Bolt’s height naturally has influenced his running style, which sees an intersection between physiology and technique. Bolt could always run, and was always quick, but tiny adjustments to his style have been conscious decisions and have had significant impacts.
Central to his speed is his stride. In London 2012, Bolt completed the 100 metres with a mere 41 steps. His runner up, Yohan Blake, needed 46. Stride is perhaps that biggest difference between amateur and professional sprinters. Speed is not down to how fast you swing your legs, it is about the amount of distance covered with each swing of the leg. Basically, Bolt spends less time on the ground than any other runner: over 60% of his race is spent in the air.
This long stride should, technically, have a downside. People like to find fault, and if Bolt has one, it is said to be his slow starts. In order to build acceleration, shorter steps are needed at the beginning of the race. Bolt tends not to flash off the blocks, and certainly most of his winning happens after the 60 metre line. But this perceived disadvantage is minimal in the extreme. In fact, back in London, he was faster off the blocks by 0.014 seconds than Blake.

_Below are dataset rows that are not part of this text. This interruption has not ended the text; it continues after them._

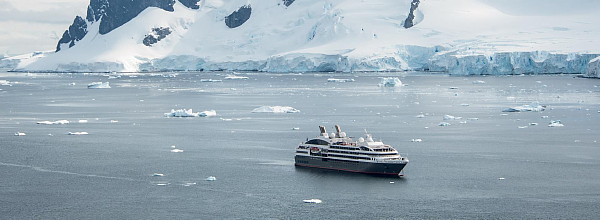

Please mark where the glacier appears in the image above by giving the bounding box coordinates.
[0,0,600,77]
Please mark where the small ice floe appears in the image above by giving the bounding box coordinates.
[88,82,110,89]
[302,199,323,203]
[171,148,183,153]
[379,77,402,87]
[200,79,223,82]
[199,109,217,117]
[548,120,565,127]
[438,122,452,127]
[225,75,248,79]
[327,78,354,82]
[252,106,300,113]
[67,131,89,135]
[502,104,546,112]
[444,115,462,120]
[165,108,200,117]
[36,120,69,125]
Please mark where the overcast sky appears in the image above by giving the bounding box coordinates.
[0,0,90,56]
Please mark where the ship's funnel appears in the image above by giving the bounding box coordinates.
[335,125,342,135]
[319,126,327,134]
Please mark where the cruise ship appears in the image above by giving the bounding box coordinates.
[295,125,408,176]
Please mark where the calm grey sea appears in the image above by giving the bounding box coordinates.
[0,73,600,219]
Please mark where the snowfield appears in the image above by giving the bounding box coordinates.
[0,0,600,76]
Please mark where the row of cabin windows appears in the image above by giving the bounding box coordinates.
[329,150,396,156]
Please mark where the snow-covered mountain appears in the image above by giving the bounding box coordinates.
[0,0,600,74]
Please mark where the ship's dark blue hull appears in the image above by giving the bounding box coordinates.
[295,155,406,175]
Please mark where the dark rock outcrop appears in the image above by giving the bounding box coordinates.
[283,0,295,7]
[56,16,87,52]
[179,0,200,9]
[225,5,252,28]
[142,27,171,47]
[86,0,175,34]
[404,0,420,28]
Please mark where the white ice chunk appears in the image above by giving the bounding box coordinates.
[88,82,110,89]
[302,199,323,203]
[379,77,402,87]
[502,104,546,112]
[67,131,89,135]
[165,108,200,117]
[252,105,300,113]
[444,115,462,120]
[548,120,565,127]
[37,120,69,125]
[225,75,248,79]
[198,109,217,117]
[327,78,354,82]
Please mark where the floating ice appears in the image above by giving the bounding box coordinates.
[379,77,402,87]
[438,122,452,127]
[327,78,354,82]
[252,105,300,113]
[548,120,565,127]
[302,199,323,203]
[171,148,183,153]
[200,79,223,82]
[88,82,110,89]
[502,105,546,112]
[165,108,200,117]
[199,109,217,117]
[444,115,462,120]
[37,120,69,125]
[67,131,89,135]
[225,75,248,79]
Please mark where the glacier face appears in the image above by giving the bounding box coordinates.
[7,0,600,75]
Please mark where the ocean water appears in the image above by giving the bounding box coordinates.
[0,73,600,219]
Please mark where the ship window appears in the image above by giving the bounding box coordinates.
[306,139,329,145]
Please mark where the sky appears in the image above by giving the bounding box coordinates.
[0,0,90,57]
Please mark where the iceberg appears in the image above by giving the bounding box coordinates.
[36,120,69,125]
[165,108,200,117]
[88,82,110,89]
[198,109,217,117]
[67,131,88,135]
[302,199,323,203]
[502,104,546,112]
[327,78,354,82]
[252,106,300,113]
[548,120,565,127]
[379,77,402,87]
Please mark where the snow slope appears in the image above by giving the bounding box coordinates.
[5,0,600,74]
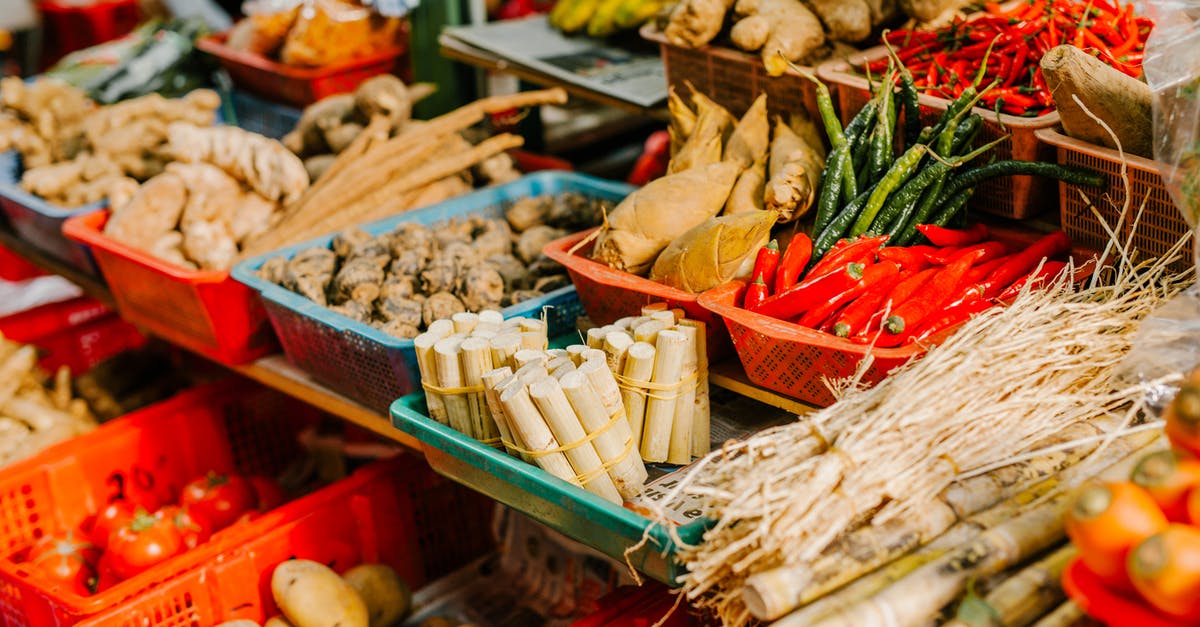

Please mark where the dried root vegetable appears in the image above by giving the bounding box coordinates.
[592,162,740,274]
[0,338,96,466]
[259,192,606,338]
[652,245,1182,625]
[649,211,778,293]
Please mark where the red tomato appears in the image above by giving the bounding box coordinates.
[250,476,288,512]
[28,531,100,596]
[154,506,212,549]
[106,510,184,579]
[179,472,258,531]
[90,498,138,550]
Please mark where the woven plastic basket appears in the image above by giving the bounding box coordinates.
[233,172,632,412]
[1037,129,1193,270]
[641,23,817,117]
[542,229,731,362]
[817,46,1058,219]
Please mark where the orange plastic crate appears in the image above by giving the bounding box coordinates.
[62,209,277,364]
[542,228,730,362]
[79,456,493,627]
[641,23,817,117]
[817,46,1058,219]
[1037,129,1194,271]
[196,26,412,107]
[0,381,320,627]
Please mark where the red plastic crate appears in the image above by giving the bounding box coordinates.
[0,297,146,374]
[542,228,731,362]
[62,210,276,364]
[0,380,322,627]
[37,0,142,67]
[196,31,412,107]
[79,456,492,627]
[0,246,46,281]
[817,46,1058,219]
[1062,559,1185,627]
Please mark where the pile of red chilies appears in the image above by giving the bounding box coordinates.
[743,225,1070,347]
[865,0,1154,117]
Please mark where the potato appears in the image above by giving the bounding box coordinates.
[342,563,413,627]
[271,560,370,627]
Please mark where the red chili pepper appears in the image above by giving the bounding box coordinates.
[946,241,1008,265]
[754,239,779,293]
[917,222,988,246]
[878,246,937,271]
[905,298,992,344]
[796,262,900,329]
[806,235,888,276]
[925,246,962,265]
[742,273,767,311]
[884,249,974,334]
[830,270,917,338]
[751,263,866,320]
[983,231,1070,298]
[774,233,812,294]
[998,261,1067,300]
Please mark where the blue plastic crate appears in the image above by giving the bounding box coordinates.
[233,172,634,413]
[0,150,108,279]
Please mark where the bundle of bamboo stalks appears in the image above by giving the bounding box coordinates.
[242,88,566,257]
[587,303,709,465]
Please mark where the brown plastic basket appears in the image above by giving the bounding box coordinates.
[817,46,1058,219]
[641,23,817,117]
[1037,129,1193,270]
[542,229,731,362]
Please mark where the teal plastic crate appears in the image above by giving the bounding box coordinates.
[233,172,634,413]
[391,393,706,585]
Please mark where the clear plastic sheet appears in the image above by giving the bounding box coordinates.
[1123,0,1200,407]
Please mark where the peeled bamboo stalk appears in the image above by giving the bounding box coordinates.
[602,332,634,372]
[529,377,622,504]
[488,333,521,370]
[943,543,1079,627]
[480,366,524,456]
[672,321,698,466]
[679,317,713,458]
[743,424,1156,620]
[635,329,688,462]
[512,348,546,369]
[816,434,1161,627]
[559,370,647,498]
[500,383,580,485]
[462,336,500,440]
[433,336,479,440]
[620,342,655,444]
[1033,601,1086,627]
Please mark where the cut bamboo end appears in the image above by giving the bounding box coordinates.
[433,336,479,440]
[620,342,655,454]
[512,348,546,369]
[642,323,688,462]
[664,321,697,465]
[559,371,648,498]
[480,366,521,455]
[529,369,622,504]
[500,384,573,482]
[450,311,479,334]
[488,333,521,370]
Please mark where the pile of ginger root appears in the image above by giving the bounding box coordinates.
[0,77,221,207]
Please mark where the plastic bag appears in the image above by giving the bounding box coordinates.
[1108,0,1200,396]
[228,0,403,67]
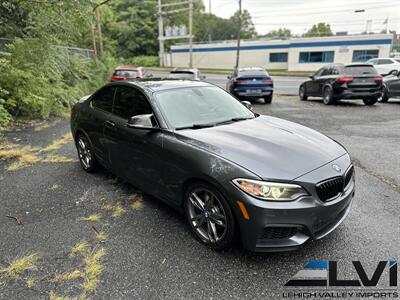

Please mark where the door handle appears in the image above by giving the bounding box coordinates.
[106,120,115,127]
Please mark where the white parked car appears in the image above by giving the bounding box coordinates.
[367,58,400,75]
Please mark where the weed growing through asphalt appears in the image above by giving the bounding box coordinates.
[128,194,143,210]
[82,248,106,293]
[42,154,78,163]
[40,133,72,152]
[52,269,83,282]
[112,202,125,218]
[71,241,89,257]
[0,253,39,280]
[82,214,101,222]
[96,231,107,242]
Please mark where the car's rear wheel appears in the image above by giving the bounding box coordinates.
[378,87,389,103]
[264,94,272,104]
[184,182,236,250]
[323,86,335,105]
[299,85,308,101]
[75,133,98,173]
[363,97,378,105]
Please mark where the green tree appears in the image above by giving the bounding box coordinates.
[261,27,292,38]
[303,23,333,37]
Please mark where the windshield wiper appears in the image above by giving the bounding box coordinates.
[216,117,255,125]
[175,123,215,130]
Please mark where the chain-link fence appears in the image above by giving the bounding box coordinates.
[0,38,96,59]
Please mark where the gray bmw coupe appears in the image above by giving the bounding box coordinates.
[71,79,355,251]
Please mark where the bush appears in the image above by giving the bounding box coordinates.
[0,38,116,125]
[126,55,160,67]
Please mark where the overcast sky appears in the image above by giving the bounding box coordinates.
[203,0,400,34]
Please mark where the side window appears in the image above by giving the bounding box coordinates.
[314,68,325,77]
[113,86,153,119]
[91,86,116,112]
[321,67,331,76]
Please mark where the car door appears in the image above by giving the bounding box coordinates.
[85,86,116,164]
[388,74,400,97]
[104,85,163,196]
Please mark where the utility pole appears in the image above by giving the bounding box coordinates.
[95,6,104,57]
[158,0,164,67]
[235,0,242,69]
[189,0,193,68]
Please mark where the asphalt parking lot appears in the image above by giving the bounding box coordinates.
[0,96,400,299]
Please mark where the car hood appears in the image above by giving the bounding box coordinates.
[176,116,347,181]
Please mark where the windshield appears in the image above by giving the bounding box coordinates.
[343,66,378,75]
[114,70,139,77]
[168,71,195,79]
[156,87,254,128]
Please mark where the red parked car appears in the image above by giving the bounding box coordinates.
[111,66,145,81]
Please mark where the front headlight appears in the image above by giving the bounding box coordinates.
[233,178,308,201]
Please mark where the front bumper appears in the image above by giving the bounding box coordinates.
[227,155,355,252]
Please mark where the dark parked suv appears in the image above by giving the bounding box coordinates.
[299,64,382,105]
[226,68,274,104]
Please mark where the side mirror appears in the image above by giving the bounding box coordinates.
[240,101,253,111]
[127,114,157,130]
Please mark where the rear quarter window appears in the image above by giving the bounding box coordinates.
[343,66,378,75]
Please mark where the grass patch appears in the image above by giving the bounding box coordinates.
[40,133,72,152]
[52,270,83,282]
[112,202,125,218]
[82,214,101,222]
[71,241,89,257]
[82,248,106,293]
[96,231,107,242]
[26,277,37,289]
[100,203,114,211]
[0,144,40,171]
[0,253,39,279]
[42,154,77,163]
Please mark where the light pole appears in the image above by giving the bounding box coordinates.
[235,0,242,69]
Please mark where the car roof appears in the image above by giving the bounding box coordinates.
[109,78,214,92]
[115,66,142,71]
[171,68,199,73]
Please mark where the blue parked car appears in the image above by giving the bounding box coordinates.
[226,68,274,104]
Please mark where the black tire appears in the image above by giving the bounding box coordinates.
[264,94,272,104]
[378,87,389,103]
[75,133,99,173]
[322,86,335,105]
[299,85,308,101]
[184,182,237,250]
[363,97,378,106]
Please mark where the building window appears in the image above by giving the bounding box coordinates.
[353,50,379,62]
[269,53,287,62]
[299,51,335,63]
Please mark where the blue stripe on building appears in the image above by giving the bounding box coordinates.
[171,39,392,53]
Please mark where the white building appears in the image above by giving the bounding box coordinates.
[171,34,393,71]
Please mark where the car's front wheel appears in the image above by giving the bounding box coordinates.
[184,182,236,250]
[378,87,389,103]
[75,133,98,173]
[363,97,378,105]
[299,85,308,101]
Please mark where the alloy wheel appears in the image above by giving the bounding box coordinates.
[187,187,227,244]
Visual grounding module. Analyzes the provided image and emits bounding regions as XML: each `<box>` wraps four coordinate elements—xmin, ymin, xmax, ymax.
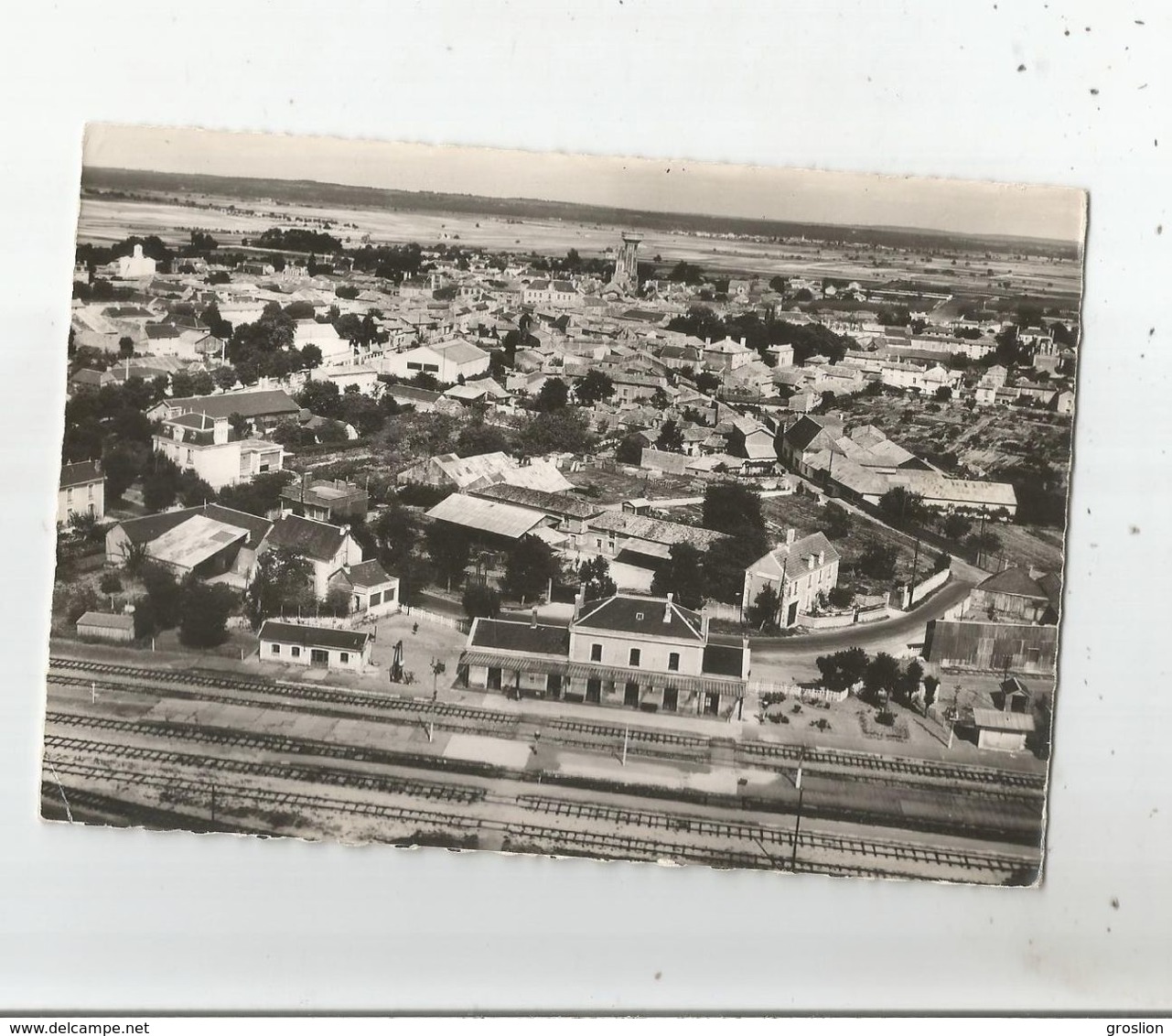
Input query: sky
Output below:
<box><xmin>83</xmin><ymin>124</ymin><xmax>1085</xmax><ymax>242</ymax></box>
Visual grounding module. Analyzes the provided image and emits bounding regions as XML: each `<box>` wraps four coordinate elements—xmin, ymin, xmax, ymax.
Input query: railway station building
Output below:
<box><xmin>458</xmin><ymin>594</ymin><xmax>750</xmax><ymax>719</ymax></box>
<box><xmin>258</xmin><ymin>619</ymin><xmax>372</xmax><ymax>673</ymax></box>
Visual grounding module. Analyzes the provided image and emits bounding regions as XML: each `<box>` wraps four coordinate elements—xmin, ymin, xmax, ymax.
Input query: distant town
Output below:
<box><xmin>50</xmin><ymin>166</ymin><xmax>1081</xmax><ymax>885</ymax></box>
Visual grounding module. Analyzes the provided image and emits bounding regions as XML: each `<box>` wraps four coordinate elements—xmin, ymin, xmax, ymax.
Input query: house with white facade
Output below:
<box><xmin>741</xmin><ymin>529</ymin><xmax>842</xmax><ymax>627</ymax></box>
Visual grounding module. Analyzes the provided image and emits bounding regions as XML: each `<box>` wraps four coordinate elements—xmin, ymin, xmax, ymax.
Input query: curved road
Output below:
<box><xmin>750</xmin><ymin>576</ymin><xmax>973</xmax><ymax>661</ymax></box>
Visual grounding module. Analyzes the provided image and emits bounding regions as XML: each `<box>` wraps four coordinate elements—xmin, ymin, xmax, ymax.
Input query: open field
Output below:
<box><xmin>78</xmin><ymin>196</ymin><xmax>1081</xmax><ymax>295</ymax></box>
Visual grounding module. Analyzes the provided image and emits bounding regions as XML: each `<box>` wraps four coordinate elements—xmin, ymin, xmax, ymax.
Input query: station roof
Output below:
<box><xmin>257</xmin><ymin>619</ymin><xmax>371</xmax><ymax>652</ymax></box>
<box><xmin>573</xmin><ymin>594</ymin><xmax>698</xmax><ymax>637</ymax></box>
<box><xmin>150</xmin><ymin>514</ymin><xmax>249</xmax><ymax>568</ymax></box>
<box><xmin>973</xmin><ymin>709</ymin><xmax>1034</xmax><ymax>734</ymax></box>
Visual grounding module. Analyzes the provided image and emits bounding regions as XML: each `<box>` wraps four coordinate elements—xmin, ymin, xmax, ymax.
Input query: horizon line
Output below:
<box><xmin>81</xmin><ymin>165</ymin><xmax>1084</xmax><ymax>254</ymax></box>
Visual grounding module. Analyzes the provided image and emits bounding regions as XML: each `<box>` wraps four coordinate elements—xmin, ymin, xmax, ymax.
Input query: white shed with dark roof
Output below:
<box><xmin>78</xmin><ymin>611</ymin><xmax>134</xmax><ymax>642</ymax></box>
<box><xmin>258</xmin><ymin>619</ymin><xmax>372</xmax><ymax>673</ymax></box>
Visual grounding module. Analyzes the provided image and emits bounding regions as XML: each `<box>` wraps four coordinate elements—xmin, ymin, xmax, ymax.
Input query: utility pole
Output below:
<box><xmin>790</xmin><ymin>747</ymin><xmax>805</xmax><ymax>872</ymax></box>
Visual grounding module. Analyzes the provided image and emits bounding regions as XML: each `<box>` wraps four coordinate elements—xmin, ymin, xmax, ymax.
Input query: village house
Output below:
<box><xmin>280</xmin><ymin>472</ymin><xmax>370</xmax><ymax>523</ymax></box>
<box><xmin>741</xmin><ymin>529</ymin><xmax>840</xmax><ymax>627</ymax></box>
<box><xmin>329</xmin><ymin>561</ymin><xmax>400</xmax><ymax>617</ymax></box>
<box><xmin>397</xmin><ymin>451</ymin><xmax>573</xmax><ymax>492</ymax></box>
<box><xmin>371</xmin><ymin>339</ymin><xmax>489</xmax><ymax>384</ymax></box>
<box><xmin>151</xmin><ymin>413</ymin><xmax>285</xmax><ymax>490</ymax></box>
<box><xmin>146</xmin><ymin>389</ymin><xmax>301</xmax><ymax>433</ymax></box>
<box><xmin>58</xmin><ymin>460</ymin><xmax>105</xmax><ymax>527</ymax></box>
<box><xmin>105</xmin><ymin>504</ymin><xmax>273</xmax><ymax>588</ymax></box>
<box><xmin>260</xmin><ymin>514</ymin><xmax>362</xmax><ymax>600</ymax></box>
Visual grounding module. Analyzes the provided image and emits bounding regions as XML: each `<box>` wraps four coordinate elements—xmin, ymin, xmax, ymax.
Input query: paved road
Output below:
<box><xmin>752</xmin><ymin>577</ymin><xmax>972</xmax><ymax>661</ymax></box>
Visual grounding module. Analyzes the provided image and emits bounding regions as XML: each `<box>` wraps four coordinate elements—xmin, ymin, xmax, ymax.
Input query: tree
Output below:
<box><xmin>863</xmin><ymin>652</ymin><xmax>902</xmax><ymax>696</ymax></box>
<box><xmin>504</xmin><ymin>535</ymin><xmax>560</xmax><ymax>603</ymax></box>
<box><xmin>614</xmin><ymin>433</ymin><xmax>647</xmax><ymax>465</ymax></box>
<box><xmin>228</xmin><ymin>411</ymin><xmax>252</xmax><ymax>438</ymax></box>
<box><xmin>425</xmin><ymin>522</ymin><xmax>471</xmax><ymax>589</ymax></box>
<box><xmin>826</xmin><ymin>586</ymin><xmax>855</xmax><ymax>609</ymax></box>
<box><xmin>695</xmin><ymin>371</ymin><xmax>721</xmax><ymax>396</ymax></box>
<box><xmin>517</xmin><ymin>406</ymin><xmax>597</xmax><ymax>456</ymax></box>
<box><xmin>655</xmin><ymin>421</ymin><xmax>683</xmax><ymax>454</ymax></box>
<box><xmin>923</xmin><ymin>676</ymin><xmax>940</xmax><ymax>716</ymax></box>
<box><xmin>460</xmin><ymin>582</ymin><xmax>500</xmax><ymax>619</ymax></box>
<box><xmin>171</xmin><ymin>371</ymin><xmax>196</xmax><ymax>400</ymax></box>
<box><xmin>879</xmin><ymin>485</ymin><xmax>927</xmax><ymax>529</ymax></box>
<box><xmin>102</xmin><ymin>442</ymin><xmax>149</xmax><ymax>501</ymax></box>
<box><xmin>700</xmin><ymin>481</ymin><xmax>765</xmax><ymax>539</ymax></box>
<box><xmin>899</xmin><ymin>659</ymin><xmax>923</xmax><ymax>705</ymax></box>
<box><xmin>814</xmin><ymin>647</ymin><xmax>868</xmax><ymax>692</ymax></box>
<box><xmin>456</xmin><ymin>421</ymin><xmax>512</xmax><ymax>457</ymax></box>
<box><xmin>534</xmin><ymin>377</ymin><xmax>570</xmax><ymax>414</ymax></box>
<box><xmin>964</xmin><ymin>531</ymin><xmax>1001</xmax><ymax>555</ymax></box>
<box><xmin>179</xmin><ymin>581</ymin><xmax>237</xmax><ymax>647</ymax></box>
<box><xmin>578</xmin><ymin>556</ymin><xmax>618</xmax><ymax>601</ymax></box>
<box><xmin>199</xmin><ymin>302</ymin><xmax>232</xmax><ymax>341</ymax></box>
<box><xmin>651</xmin><ymin>543</ymin><xmax>706</xmax><ymax>609</ymax></box>
<box><xmin>136</xmin><ymin>561</ymin><xmax>182</xmax><ymax>634</ymax></box>
<box><xmin>746</xmin><ymin>582</ymin><xmax>781</xmax><ymax>632</ymax></box>
<box><xmin>216</xmin><ymin>471</ymin><xmax>296</xmax><ymax>518</ymax></box>
<box><xmin>575</xmin><ymin>367</ymin><xmax>614</xmax><ymax>406</ymax></box>
<box><xmin>296</xmin><ymin>381</ymin><xmax>342</xmax><ymax>418</ymax></box>
<box><xmin>243</xmin><ymin>547</ymin><xmax>314</xmax><ymax>630</ymax></box>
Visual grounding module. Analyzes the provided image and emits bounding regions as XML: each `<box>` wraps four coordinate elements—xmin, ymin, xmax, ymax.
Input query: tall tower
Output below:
<box><xmin>612</xmin><ymin>230</ymin><xmax>643</xmax><ymax>292</ymax></box>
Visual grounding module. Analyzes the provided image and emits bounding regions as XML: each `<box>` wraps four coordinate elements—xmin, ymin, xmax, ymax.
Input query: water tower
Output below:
<box><xmin>612</xmin><ymin>230</ymin><xmax>643</xmax><ymax>292</ymax></box>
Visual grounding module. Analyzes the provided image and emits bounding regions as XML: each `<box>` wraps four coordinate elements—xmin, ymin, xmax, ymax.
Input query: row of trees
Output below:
<box><xmin>814</xmin><ymin>647</ymin><xmax>940</xmax><ymax>707</ymax></box>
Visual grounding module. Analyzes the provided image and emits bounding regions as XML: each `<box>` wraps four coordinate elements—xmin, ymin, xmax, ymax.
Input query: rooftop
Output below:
<box><xmin>150</xmin><ymin>514</ymin><xmax>249</xmax><ymax>568</ymax></box>
<box><xmin>573</xmin><ymin>594</ymin><xmax>703</xmax><ymax>642</ymax></box>
<box><xmin>257</xmin><ymin>619</ymin><xmax>371</xmax><ymax>652</ymax></box>
<box><xmin>268</xmin><ymin>514</ymin><xmax>346</xmax><ymax>561</ymax></box>
<box><xmin>59</xmin><ymin>460</ymin><xmax>104</xmax><ymax>489</ymax></box>
<box><xmin>468</xmin><ymin>619</ymin><xmax>570</xmax><ymax>655</ymax></box>
<box><xmin>428</xmin><ymin>493</ymin><xmax>545</xmax><ymax>539</ymax></box>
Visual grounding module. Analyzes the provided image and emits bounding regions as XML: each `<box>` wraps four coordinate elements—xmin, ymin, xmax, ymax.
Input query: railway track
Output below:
<box><xmin>45</xmin><ymin>736</ymin><xmax>485</xmax><ymax>804</ymax></box>
<box><xmin>48</xmin><ymin>657</ymin><xmax>1046</xmax><ymax>797</ymax></box>
<box><xmin>38</xmin><ymin>736</ymin><xmax>1036</xmax><ymax>876</ymax></box>
<box><xmin>517</xmin><ymin>795</ymin><xmax>1035</xmax><ymax>870</ymax></box>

Returning to the 60-metre mark, it is at this point where Bolt actually delivers the speeds that no man has ever achieved. For just 1.61 seconds, Usain Bolt runs at a speed of 27.79mph. This taps out at the 80 metre mark, but by then, the race is usually over. Part of this is stride length, part raw power. It is estimated that his foot explodes off the ground with more than 1000 pounds of force, which is double that of most other people.
Such is the fascination with his running that scientists even look at the angle of his body when racing. One study claims that even more central to his incredible speed than his stride is his use of “gravitational torque”. This is essentially the use of momentum caused by a falling forward of the body. While he may look gracefully aligned in his races, Bolt’s body angle can be shifted forwards by as much as 22 degrees.
Finally, Bolt’s success could only be gained through a rigorous training program. He may be singularly gifted for sprinting physically, but without training he would be at the back of the pack.
It is unclear how many hours he works out on the track, but his regime seems to involve much more than repeated sprints. Weighted runs are a major part of his training as he looks to build his quads, glutes and posterior chain. When he hits the gym, he works his entire body, including exercises that don’t naturally seem to support sprinting, such as bicep curls. Bolt is aware that his whole body is part of the system.
Usain Bolt’s record will be beaten one day. Not necessarily because there will be a better runner, but factors like improved technology will always help future athletes shave off milliseconds. Bolt himself has been the beneficiary of developments in training, nutrition and equipment. But this is unlikely to happen soon, because, with Bolt, it really seems like the stars have aligned.
So when Bolt runs his final 100 metres at the IAAP World Championship, it should be compulsory viewing, and not just for sports lovers. It will be the last time we get to see such physical exceptionalism married to such iron-willed determination.
“I was given a gift and that’s what I do,” – Usain Bolt.